In order to show the positive impact of the principles of conservation agriculture, Phil planted a small demonstration garden at the AICT Mwanza church headquarters where he could put various agricultural principles into practice. Three techniques that have proven to help build healthy soils are crop rotations using legumous crops, using mulch to add organic matter to the soil as an alternative to burning off the crop residue, and teaching the concept of reduced tillage which helps to conserve soil moisture.

Once a week Phil meets with the AICT leadership team, bases his devotions on stewardship and the responsibility for caring for creation, and then invites the class to come to the demonstration garden to see these practices in action and learn from what they see. There are many questions and change will come slowly. However, it is clear that the new teachings have resulted in healthier crops, increased yields, and improved weed control.

“The pastors, farmers, and other community leaders that come through see firsthand what it really looks like to apply the farming principles they were learning about in class,” said Phil. “And they can then take these practices into the villages to teach others.”

The Sukuma are the largest tribal group in Tanzania and many Sukuma people live in the area where Phil and Jannetta work. Although Phil and Jannetta do not speak Sukuma, they found out recently that in the language of this tribal group they do not have a future tense or a word for ‘development.’

“I think a light went on in our heads when we learned these two things about their language,” said Jannetta. “We realized that is part of the challenge in the work that World Renew does here. Because if there’s no word for development, then you’re not thinking about the future, you’re only thinking about today and the past.
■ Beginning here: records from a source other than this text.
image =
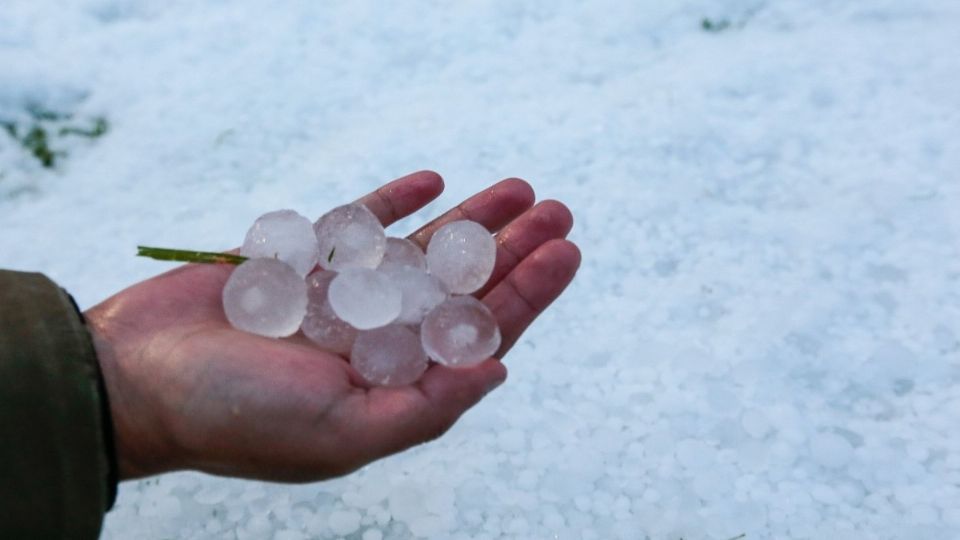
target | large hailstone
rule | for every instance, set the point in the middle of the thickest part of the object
(350, 236)
(420, 292)
(265, 297)
(460, 332)
(403, 252)
(321, 325)
(284, 235)
(389, 356)
(365, 298)
(462, 255)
And it poses a challenge as to what you can do to help people see that in the future life can be better. So that was a real insight for us, it helps us understand the situations that we have to work with as well.”

This past June, Phil and Jannetta returned to Canadian soil and are spending the summer sharing about their work in Tanzania and visiting with friends and family. They will then travel back to Mwanza at the end of August to serve a third term as volunteers.

“We are excited and really thrilled that at this stage in our life we’re able to give back and share our time and our knowledge as volunteers with World Renew,” said Phil.

Both Phil and Jannetta have appreciated the chance to lead and participate in devotions as they work alongside the faithful and skilled men and women in Tanzania, since praying and reflecting on scripture together is an essential part of remembering the biblical basis of the work.

As Jannetta reflected on their volunteer journey so far, one verse that she highlighted was 1 Corinthians 3: 7-9: “So neither he who plants nor he who waters is anything, but only God, who makes things grow. The man who plants and the man who waters have one purpose, and each will be rewarded according to his own labor. For we are God's fellow workers; you are God's field, God's building.” (NIV)

“When we’re available for God to work through us we can do amazing things,” she said. “So we need to go out and do what he asks us to do. That is what we continue to do—and it has been an amazing journey for us.”